Editeur : The Hoochie Coochie
("Pour public averti","Warning : Explicit Content" etc.)
Si
le succès public de certains romans graphiques ont parfois pu troubler
avec bonheur la frontière entre BD dite "commerciale" (le terme
anglo-saxon "mainstream" serait en fait plus approprié) et BD
"alternative", un certain clivage se creuse. Il existe toujours un
certain mépris, à peine déguisé, entre - pour prendre deux extrêmes -
d’une part, les créateurs de séries populaires, le marketing éditorial
des grosses structures et, de l’autre, les artistes expérimentateurs et
petits “indés” purs et durs, qui peinent à survivre, tout en se faisant quelquefois plagier.

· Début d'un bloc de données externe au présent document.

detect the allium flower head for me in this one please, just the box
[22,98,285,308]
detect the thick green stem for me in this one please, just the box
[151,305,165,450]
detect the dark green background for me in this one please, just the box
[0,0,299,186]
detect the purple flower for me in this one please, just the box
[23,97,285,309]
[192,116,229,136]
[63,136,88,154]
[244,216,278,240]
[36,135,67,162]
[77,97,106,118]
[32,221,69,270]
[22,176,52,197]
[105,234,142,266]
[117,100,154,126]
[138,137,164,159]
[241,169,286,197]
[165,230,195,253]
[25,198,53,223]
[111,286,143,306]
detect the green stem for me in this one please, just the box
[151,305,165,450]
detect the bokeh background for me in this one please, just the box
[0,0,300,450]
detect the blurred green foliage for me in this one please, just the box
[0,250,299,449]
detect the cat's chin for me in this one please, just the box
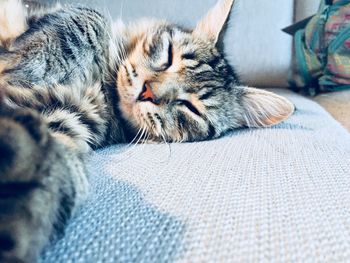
[120,101,159,128]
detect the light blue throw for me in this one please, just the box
[40,90,350,262]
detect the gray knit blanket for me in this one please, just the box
[40,90,350,262]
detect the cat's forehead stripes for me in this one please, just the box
[148,32,173,71]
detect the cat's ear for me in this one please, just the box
[193,0,234,45]
[239,87,295,127]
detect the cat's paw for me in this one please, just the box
[0,108,49,183]
[0,108,51,262]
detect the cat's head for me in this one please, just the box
[115,0,294,142]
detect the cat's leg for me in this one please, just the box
[0,107,89,262]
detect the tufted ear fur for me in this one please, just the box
[193,0,235,45]
[240,87,295,127]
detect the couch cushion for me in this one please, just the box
[57,0,294,87]
[294,0,319,22]
[313,90,350,132]
[40,90,350,262]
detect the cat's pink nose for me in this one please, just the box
[138,82,157,103]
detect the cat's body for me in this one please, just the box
[5,6,107,87]
[1,5,125,150]
[0,4,124,262]
[0,0,294,261]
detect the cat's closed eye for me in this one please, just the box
[181,53,196,60]
[175,100,201,116]
[166,43,173,69]
[154,42,173,72]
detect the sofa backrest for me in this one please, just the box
[295,0,319,22]
[59,0,295,87]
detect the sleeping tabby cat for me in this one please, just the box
[0,0,294,261]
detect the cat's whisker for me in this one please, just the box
[128,126,143,145]
[121,127,145,154]
[127,126,146,150]
[115,126,147,162]
[152,124,160,139]
[137,129,151,151]
[118,126,143,153]
[144,132,151,145]
[137,126,148,144]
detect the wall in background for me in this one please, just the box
[295,0,319,22]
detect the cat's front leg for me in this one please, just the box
[0,107,88,263]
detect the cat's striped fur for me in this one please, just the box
[1,4,125,149]
[0,0,294,261]
[0,2,125,262]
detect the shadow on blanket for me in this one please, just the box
[40,161,186,263]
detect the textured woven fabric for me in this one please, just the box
[40,90,350,262]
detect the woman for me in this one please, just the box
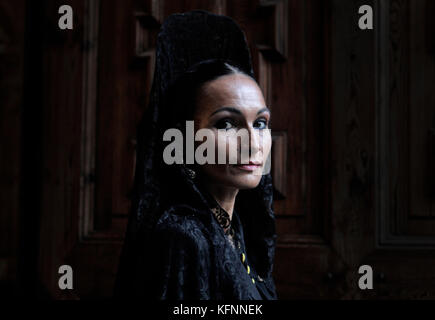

L.L. de Mars se fait un porte-parole radical de ces derniers. Il s’offre ici une carte blanche au texte coup de poing et aux planches aussi déstructurées que dotées d’une grande force picturale. C’est un essai dessiné en roue libre, sur le thème de la création originale versus la production de “faussaire” imposée par le rythme de marché. C’est carrément une accusation de viol (et non seulement de vol) de la première par la seconde.
Extrait : "Evidemment
que tu es populaire, un plagiaire n’est pas un artiste mais un
politique. Libéral, ça va sans dire, puisque tu ne répands que du
brevet. C’est précisément parce que tu réponds à la question du public
dans le temps compressé de la fabrication des marchandises que tu
gagnes, toujours. Que peut le temps infini qu’il faut pour travailler
contre la rapidité de l’horloge commerciale ? Tu as le pouvoir de
m’empêcher de travailler. (…) Le temps du plagiat, c’est le temps du
marché. Nous ne vivons pas dans le même temps parce qu’il me faut pour
avancer celui de l’errance, le temps du ratage, de la suspension, qui,
tout simplement sont ceux de la vie même… Tout ce qui oppose l’art à sa
fétichisation tient dans cet écart de temporalité. Dix ans pour espérer
aboutir à une syncope rigoureuse du trait, et deux jours pour en faire
la singerie usinée." Et, plus loin : "Le plagiaire est un rapide :
il est humble avant qu’on ait eu le temps de trouver qu’il manquait de
dignité."
La condition de la majorité des auteurs aujourd’hui est critique : il leur faut faire face à des politiques éditoriales qui nivellent souvent par le bas, la précarisation de leur statut, la difficulté à se faire une place sur les étals de libraires face aux raz-de-marée de publications hebdomadaires… L.L. de Mars exprime la révolte de l’artiste qui aurait de surcroît été plagié. Ca sent le vécu. Mais à son discours argumenté - érudit, même - et les accusations légitimes, s’adjoignent malheureusement l’aigreur et la maladresse d’un orgueil blessé. Si la colère est compréhensible, le pugilat est parfois difficile à suivre. Et, surtout, le ton vindicatif omniprésent contamine malheureusement l’exaltation de l’Art authentique. D’autant qu’en "déchirant le beau rideau des précautions" (sic), l’auteur égratigne au passage des personnes hors-sujet, comme les "employés de bureau consciencieux" (on le souhaite tous qu’ils le soient, consciencieux, dans certains cas, non ?). La thèse ne sort pas grandie non plus d’un dénouement assassin, terrassant et ridiculisant fictivement le plagiaire anonyme.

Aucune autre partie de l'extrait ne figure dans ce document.